Airlines are anxious that the batteries could cause a fire in the cargo hold that would go undetected.
Smart luggage bags have features like USB ports that can be used to charge phones or laptops, motors, and tracking systems. Many require you to use a TSA-approved screwdriver to get to the batteries in an Away piece of luggage.
The policy goes into effect January 15, the same day Alaska Airlines implements its own smart-bag restrictions.
Global airlines body IATA said it could issue industry-wide standards on the new luggage soon, after some us airlines issued their own restrictions on smart bags, whose manufacturers include companies such as BlueSmart, Raden or Away.
Although most of the airlines will allow passengers to travel with the smart bags if the battery is removed, but numerous bags already on the market have batteries that can't be removed.

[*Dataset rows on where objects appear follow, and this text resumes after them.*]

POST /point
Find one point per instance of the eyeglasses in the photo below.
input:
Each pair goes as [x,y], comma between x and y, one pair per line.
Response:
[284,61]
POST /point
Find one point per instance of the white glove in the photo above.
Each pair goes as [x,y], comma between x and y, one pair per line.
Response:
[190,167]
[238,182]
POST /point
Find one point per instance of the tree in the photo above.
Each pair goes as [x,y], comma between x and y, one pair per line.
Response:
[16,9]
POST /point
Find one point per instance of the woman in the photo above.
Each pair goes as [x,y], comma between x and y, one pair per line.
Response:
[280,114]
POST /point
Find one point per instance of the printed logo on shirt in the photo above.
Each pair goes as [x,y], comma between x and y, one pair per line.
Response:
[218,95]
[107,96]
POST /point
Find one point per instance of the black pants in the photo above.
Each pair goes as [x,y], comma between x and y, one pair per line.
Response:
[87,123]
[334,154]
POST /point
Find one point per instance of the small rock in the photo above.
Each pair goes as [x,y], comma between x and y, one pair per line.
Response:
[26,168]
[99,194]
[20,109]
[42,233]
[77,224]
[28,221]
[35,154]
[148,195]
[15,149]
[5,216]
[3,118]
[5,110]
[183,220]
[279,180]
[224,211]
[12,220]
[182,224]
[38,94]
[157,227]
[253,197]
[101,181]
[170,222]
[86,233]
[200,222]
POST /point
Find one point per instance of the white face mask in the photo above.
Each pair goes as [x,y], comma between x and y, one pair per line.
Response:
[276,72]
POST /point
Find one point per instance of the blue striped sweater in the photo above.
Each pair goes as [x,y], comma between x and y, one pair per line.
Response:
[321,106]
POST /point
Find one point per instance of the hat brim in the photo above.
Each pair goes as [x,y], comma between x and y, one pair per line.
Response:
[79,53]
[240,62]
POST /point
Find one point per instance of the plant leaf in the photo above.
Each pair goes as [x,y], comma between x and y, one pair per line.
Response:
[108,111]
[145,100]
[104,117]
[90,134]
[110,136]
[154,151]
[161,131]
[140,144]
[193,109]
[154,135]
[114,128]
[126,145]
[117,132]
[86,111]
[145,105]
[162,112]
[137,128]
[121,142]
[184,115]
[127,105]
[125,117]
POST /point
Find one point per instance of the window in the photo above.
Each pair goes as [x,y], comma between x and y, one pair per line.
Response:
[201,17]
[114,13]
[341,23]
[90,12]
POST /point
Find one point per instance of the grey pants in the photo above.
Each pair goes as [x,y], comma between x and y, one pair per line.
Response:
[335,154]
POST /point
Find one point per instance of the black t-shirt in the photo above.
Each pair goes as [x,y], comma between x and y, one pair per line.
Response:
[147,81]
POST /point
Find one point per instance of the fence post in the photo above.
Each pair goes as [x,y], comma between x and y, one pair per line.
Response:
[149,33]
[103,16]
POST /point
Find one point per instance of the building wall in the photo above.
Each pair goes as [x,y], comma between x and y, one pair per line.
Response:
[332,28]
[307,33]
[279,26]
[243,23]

Smart bags will be allowed as carry-on baggage, if they meet carry-on size limits and if it's possible to remove the battery from the bag if needed. If passengers need to check the bag, the battery must be removed and carried onboard.
Lithium-ion batteries are well known for being volatile; their tendency to explode is heavily documented, particularly in cases involving consumer devices with less than optimal construction.
United and Southwest are also expected to announce similar policies, according to CNN.
The FAA is already concerned with lithium batteries in the cargo hold.
If the bag will fly as a checked bag, the battery must be removed and the battery must be carried in the cabin.
Smart luggage manufacturers have pushed back.
Bluesmart, a smart-bag manufacturer, said it was saddened by the airlines' policies.
"Before and at the time of production, we did our due diligence to make sure that we complied with all worldwide regulations defined by DOT and FAA", smart luggage company Bluesmart said in a statement.
An FAA spokesman toldThe Washington Post that the airlines' policies are "consistent with our guidance that lithium-ion batteries should not be carried in the cargo hold".
So-called "smart suitcases" are getting their first taste of pushback, with airlines and trade associations calling for more guidance on luggage that will also charge your phone.